A question that we need to ask ourselves is whether the dataset is suitable for solving our primary machine learning aim, which we here define as being classification. 

**Task 1.14:** Do you think that we would be able to fit a classification model on the Iris dataset? Argue based on the figures you generated. What if we change the primary machine learning aim to be the regression task mentioned earlier?

> *Hint:* Consider which attributes we defined as *target* and *input* attributes, respectively, for the two modeling tasks.

- *Answer:* 

You are welcome to try out other plotting methods for the data. Matplotlib online repository is a good source of inspiration: https://matplotlib.org/stable/gallery/index.html

<br>

---

## Part 2: Cleaning up data in Python

While the Iris dataset is a real dataset, it is a very clean and easy to work with dataset. Usually, data is a bit messier, and we will consider a toy dataset that has some common issues. Often, the description of "real-world" data is stored along with the data in some form of a text file.

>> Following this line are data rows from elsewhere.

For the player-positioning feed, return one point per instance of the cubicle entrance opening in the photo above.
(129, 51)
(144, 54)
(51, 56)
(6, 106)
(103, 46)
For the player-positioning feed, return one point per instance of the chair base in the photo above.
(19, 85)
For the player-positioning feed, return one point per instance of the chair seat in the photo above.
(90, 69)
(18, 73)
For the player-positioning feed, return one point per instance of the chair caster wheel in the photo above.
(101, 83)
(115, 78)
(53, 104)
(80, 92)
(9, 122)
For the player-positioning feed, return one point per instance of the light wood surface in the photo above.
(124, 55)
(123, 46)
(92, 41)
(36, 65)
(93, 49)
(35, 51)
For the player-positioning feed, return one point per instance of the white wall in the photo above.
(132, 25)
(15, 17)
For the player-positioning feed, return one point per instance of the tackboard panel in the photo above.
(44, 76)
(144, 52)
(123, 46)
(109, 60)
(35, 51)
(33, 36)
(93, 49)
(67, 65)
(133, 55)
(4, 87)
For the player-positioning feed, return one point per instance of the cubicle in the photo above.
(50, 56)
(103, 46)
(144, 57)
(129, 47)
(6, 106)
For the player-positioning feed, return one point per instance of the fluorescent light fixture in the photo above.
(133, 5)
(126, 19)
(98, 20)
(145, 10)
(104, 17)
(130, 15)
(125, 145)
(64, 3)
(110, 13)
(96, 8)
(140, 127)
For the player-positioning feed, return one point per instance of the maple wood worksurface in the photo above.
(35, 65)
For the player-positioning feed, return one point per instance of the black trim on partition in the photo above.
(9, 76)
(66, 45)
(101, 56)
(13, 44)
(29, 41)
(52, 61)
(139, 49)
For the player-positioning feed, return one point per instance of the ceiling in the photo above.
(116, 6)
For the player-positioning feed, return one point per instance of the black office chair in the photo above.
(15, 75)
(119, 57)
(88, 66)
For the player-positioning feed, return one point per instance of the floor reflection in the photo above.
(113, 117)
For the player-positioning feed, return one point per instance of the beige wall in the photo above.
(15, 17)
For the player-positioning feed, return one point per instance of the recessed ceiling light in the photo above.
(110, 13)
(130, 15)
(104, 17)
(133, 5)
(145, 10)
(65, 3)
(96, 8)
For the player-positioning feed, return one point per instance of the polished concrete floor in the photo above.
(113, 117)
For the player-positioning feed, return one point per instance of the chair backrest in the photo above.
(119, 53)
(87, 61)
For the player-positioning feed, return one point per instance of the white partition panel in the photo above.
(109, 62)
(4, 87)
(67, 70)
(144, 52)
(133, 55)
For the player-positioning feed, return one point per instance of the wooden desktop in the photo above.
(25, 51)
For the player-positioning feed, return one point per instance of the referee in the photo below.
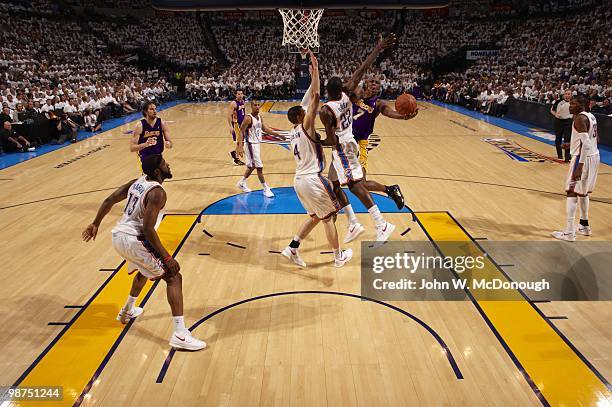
(563, 124)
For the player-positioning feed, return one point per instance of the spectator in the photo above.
(11, 141)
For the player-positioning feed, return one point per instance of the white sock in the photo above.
(572, 203)
(376, 216)
(179, 324)
(350, 214)
(129, 304)
(584, 207)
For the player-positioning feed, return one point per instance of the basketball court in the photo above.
(278, 334)
(282, 335)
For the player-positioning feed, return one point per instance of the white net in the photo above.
(301, 28)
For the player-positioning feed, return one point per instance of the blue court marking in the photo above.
(10, 159)
(515, 126)
(286, 202)
(445, 349)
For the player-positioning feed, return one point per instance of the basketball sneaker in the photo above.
(268, 193)
(562, 235)
(395, 193)
(243, 187)
(184, 340)
(584, 230)
(125, 316)
(353, 232)
(345, 256)
(383, 232)
(294, 256)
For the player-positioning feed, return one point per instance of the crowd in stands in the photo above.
(56, 79)
(258, 63)
(539, 59)
(59, 75)
(177, 39)
(116, 4)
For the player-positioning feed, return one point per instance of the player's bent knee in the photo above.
(175, 278)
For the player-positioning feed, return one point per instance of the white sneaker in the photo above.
(584, 230)
(294, 256)
(125, 316)
(353, 232)
(345, 256)
(184, 340)
(242, 186)
(383, 232)
(561, 235)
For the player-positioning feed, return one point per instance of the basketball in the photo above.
(284, 170)
(405, 104)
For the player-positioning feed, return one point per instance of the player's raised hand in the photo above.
(90, 232)
(314, 62)
(386, 42)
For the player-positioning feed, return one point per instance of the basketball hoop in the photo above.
(301, 29)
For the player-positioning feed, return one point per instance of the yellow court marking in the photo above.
(73, 360)
(557, 371)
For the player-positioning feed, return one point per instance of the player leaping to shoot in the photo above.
(136, 240)
(337, 117)
(365, 111)
(313, 189)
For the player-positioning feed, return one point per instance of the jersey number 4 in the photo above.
(296, 152)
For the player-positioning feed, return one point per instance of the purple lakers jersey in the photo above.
(364, 115)
(239, 111)
(151, 131)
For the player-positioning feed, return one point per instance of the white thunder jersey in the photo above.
(132, 221)
(586, 147)
(254, 131)
(343, 110)
(309, 157)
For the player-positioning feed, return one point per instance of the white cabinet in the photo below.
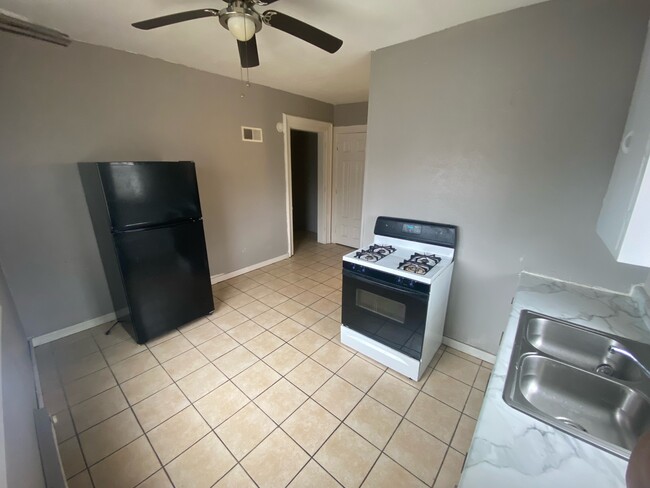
(624, 222)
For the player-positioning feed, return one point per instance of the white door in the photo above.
(349, 162)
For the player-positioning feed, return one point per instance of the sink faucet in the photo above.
(628, 354)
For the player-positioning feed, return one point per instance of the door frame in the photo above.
(346, 129)
(325, 140)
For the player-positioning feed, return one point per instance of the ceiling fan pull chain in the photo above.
(241, 78)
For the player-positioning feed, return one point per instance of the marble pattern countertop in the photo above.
(511, 449)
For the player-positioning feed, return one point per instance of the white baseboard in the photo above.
(226, 276)
(73, 329)
(472, 351)
(89, 324)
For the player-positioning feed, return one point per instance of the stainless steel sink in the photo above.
(565, 375)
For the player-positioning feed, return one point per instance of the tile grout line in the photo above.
(254, 400)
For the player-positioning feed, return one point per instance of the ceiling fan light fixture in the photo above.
(241, 26)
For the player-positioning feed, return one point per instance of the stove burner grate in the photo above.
(374, 253)
(419, 263)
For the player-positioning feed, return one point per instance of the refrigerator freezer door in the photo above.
(149, 194)
(166, 277)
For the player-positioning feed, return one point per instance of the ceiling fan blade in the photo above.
(302, 30)
(248, 53)
(175, 18)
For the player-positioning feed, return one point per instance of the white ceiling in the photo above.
(286, 63)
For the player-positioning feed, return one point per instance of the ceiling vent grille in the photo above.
(251, 134)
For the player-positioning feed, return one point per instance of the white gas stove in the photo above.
(395, 293)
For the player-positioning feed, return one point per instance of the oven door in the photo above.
(385, 312)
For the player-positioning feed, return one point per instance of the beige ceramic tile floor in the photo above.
(261, 393)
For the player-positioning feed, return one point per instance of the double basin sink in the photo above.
(592, 385)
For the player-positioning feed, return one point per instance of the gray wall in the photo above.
(22, 458)
(508, 127)
(89, 103)
(351, 114)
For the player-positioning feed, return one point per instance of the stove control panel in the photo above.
(417, 230)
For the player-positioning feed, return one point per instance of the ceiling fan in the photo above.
(243, 22)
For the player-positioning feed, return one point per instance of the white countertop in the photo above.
(512, 449)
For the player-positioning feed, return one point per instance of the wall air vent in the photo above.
(15, 24)
(251, 134)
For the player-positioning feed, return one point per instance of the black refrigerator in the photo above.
(149, 229)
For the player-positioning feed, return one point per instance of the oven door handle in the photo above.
(413, 293)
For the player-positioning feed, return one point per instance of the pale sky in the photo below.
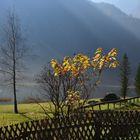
(129, 6)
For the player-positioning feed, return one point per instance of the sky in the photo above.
(128, 6)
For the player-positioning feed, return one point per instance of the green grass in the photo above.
(26, 112)
(33, 111)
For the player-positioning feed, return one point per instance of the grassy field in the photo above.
(34, 111)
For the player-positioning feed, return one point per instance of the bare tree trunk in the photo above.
(14, 88)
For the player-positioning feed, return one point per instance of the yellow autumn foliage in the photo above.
(80, 63)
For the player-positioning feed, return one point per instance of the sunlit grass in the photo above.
(34, 111)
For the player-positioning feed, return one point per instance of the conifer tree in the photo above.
(137, 81)
(125, 73)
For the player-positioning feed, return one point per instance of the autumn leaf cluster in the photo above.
(81, 63)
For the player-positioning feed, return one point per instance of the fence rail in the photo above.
(121, 102)
(97, 125)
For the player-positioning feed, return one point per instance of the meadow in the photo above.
(34, 111)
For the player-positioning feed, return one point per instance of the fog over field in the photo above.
(58, 28)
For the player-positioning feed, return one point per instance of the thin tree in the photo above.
(12, 54)
(137, 81)
(125, 73)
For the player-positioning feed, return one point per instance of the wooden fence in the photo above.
(120, 102)
(97, 125)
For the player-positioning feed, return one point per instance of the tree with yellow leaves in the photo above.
(75, 77)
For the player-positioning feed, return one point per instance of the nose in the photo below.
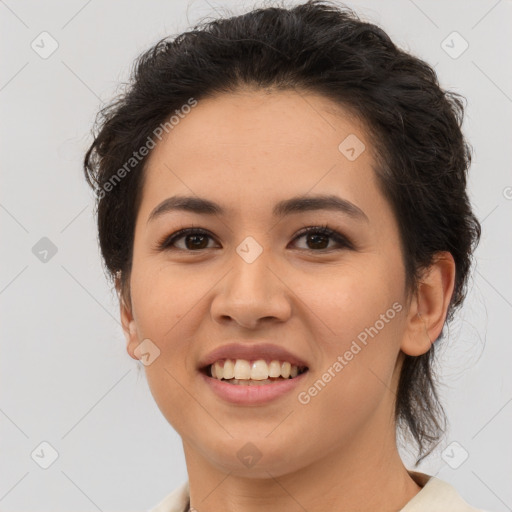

Have a look at the folder `messy_data` in the data folder and read more about the toy dataset - notice that there is a `README.txt` file.

**Task 2.1:** Inspect the data in `messy_data.data` and try to identify some issues (use e.g. simple text editor as before). What issues did you find?

- *Answer:* 

**Task 2.2:** Load the messy dataset using `pd.read_csv()`.
> *Hint:* Even though `messy_data.data` is not a `.csv`-file, we can load it by specifying the argument `sep=\t` as the values are tab-separated.

> *Hint:* What index is the header in the file? Specify this with the `header` argument.

> *Hint:* To remove the header from the values of the dataframe, use `messy_data.drop()`

In [None]:
# YOUR CODE HERE
raise NotImplementedError()

# Check the shape of the messy data
N, M = messy_data.shape
assert N == 29, "There should be 29 samples in the messy dataset."
assert M == 9, "There should be 9 features in the messy dataset."

# Display the messy dataframe
messy_data

At this point, youll see that some of the missing values from the data has already been represented as NaNs (in the displacement column). However, these were only the places where an empty element was in the file. We also see that the weight attribute uses ' as the thousand separator which is bad practice in Python. For the acceleration attribute we even see inconsistency in whether commas or dots are used as the decimal separator - in Python, we use dots.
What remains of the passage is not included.